Introduction
The Sync Tool is a utility which was created in order to provide a simple way to move files from a local file system to DuraCloud and subsequently keep the files in DuraCloud synchronized with those on the local system.
Download
How the Sync Tool Works
- When you run the Sync Tool for the first time, you must include DuraCloud connection information (host, port, username, password) as well as the space where you would like all of your files stored. You must also provide a list of directories which will be synced to DuraCloud and a directory for the Sync Tool to use for its own work.
- When the Sync Tool starts up, it will look through all of the files in each of the local content directories and add them to its internal queue for processing. Each of those files will then be written to your DuraCloud space. As this initial write is happening a listener is set up to watch for any file changes within each of the content directories. As a change occurs (a file is added, updated, or deleted), that change is added to the queue, and the appropriate action is taken to make the DuraCloud space consistent with the local file (i.e. the file is either written to the space or deleted from the space.)
- You can stop the Sync Tool at any time by typing 'x' or 'exit' on the command line where it is running. It will stop all listeners, complete any file transfers that are in progress, and close down.
- When you restart the Sync Tool, if you point it at the same work directory, it will pick up where it left off. While the Sync Tool is running, it is constantly writing backups of its internal queue, so it first reads the most current backup and begins processing the files there. It then scans the content directories to see if there are any files which have been added or updated since the last backup, and it also pulls a list of files from the DuraCloud space and scans that list to see if any local files have been deleted. Any changes detected are added to the internal queue, and the Sync Tool continues to run as usual.
Operational notes
- Restarting
- You can perform a restart of the Sync Tool by using the -g command line option to point to the Sync Tool configuration file, which is written into the work directory (named synctool.config)

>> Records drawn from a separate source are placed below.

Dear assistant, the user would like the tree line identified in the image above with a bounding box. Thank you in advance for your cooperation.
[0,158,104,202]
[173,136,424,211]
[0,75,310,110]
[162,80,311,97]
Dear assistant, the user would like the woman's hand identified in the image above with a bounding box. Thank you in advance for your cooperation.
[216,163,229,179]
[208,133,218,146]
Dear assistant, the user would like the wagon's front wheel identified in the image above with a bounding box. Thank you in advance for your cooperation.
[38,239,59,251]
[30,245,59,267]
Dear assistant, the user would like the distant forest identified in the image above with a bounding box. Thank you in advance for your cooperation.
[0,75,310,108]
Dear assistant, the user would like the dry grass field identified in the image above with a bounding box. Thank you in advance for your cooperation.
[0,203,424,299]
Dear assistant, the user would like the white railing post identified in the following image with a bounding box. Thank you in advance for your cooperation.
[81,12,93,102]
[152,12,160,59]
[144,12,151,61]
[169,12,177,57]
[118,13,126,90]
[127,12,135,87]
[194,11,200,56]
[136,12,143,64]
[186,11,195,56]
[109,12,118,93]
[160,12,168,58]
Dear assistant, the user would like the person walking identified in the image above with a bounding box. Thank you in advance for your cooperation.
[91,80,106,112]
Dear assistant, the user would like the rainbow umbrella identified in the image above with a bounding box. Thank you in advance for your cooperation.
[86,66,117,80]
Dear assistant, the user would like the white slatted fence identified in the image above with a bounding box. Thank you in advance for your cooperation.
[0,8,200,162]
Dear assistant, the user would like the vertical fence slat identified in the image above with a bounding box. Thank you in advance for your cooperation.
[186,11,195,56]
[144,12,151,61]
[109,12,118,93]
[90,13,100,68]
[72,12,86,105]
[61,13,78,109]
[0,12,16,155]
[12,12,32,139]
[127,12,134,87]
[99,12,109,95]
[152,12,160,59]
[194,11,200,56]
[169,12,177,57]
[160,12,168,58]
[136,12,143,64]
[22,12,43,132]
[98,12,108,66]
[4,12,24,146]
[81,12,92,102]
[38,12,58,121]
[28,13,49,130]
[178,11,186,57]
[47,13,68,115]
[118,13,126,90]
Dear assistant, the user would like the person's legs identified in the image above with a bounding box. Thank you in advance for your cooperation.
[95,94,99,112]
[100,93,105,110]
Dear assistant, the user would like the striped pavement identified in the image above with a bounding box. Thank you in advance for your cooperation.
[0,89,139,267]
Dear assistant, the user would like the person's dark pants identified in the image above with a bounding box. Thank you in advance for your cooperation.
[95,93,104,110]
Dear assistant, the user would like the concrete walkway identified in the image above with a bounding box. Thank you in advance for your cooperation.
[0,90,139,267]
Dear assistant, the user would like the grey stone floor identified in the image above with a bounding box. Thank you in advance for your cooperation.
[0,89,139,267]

- If you would like the Sync Tool to perform a clean start rather than a restart (i.e. you would like it to compare all files in the content directories to DuraCloud) you will need to either point it to a new work directory, or clear out the existing work directory.
- The Sync Tool will perform a clean start (not a restart) if the list of content directories is not the same as the previous run. This is to ensure that all files in all content directories are processed properly.
- Collisions
- The Sync Tool allows you to sync multiple local directories into a single space within DuraCloud. Because of this, there is the possibility of file naming collisions, where two local files resolve to the same DuraCloud ID. If this happens, one file will be overwritten by the other. There are a few ways to ensure that this does not occur:
- Ensure that the top level files and directories within the set of content directories do not have overlapping names.
- Sync only a single directory to a space. You can run multiple copies of the Sync Tool, each over a single local directory, syncing to its own DuraCloud space.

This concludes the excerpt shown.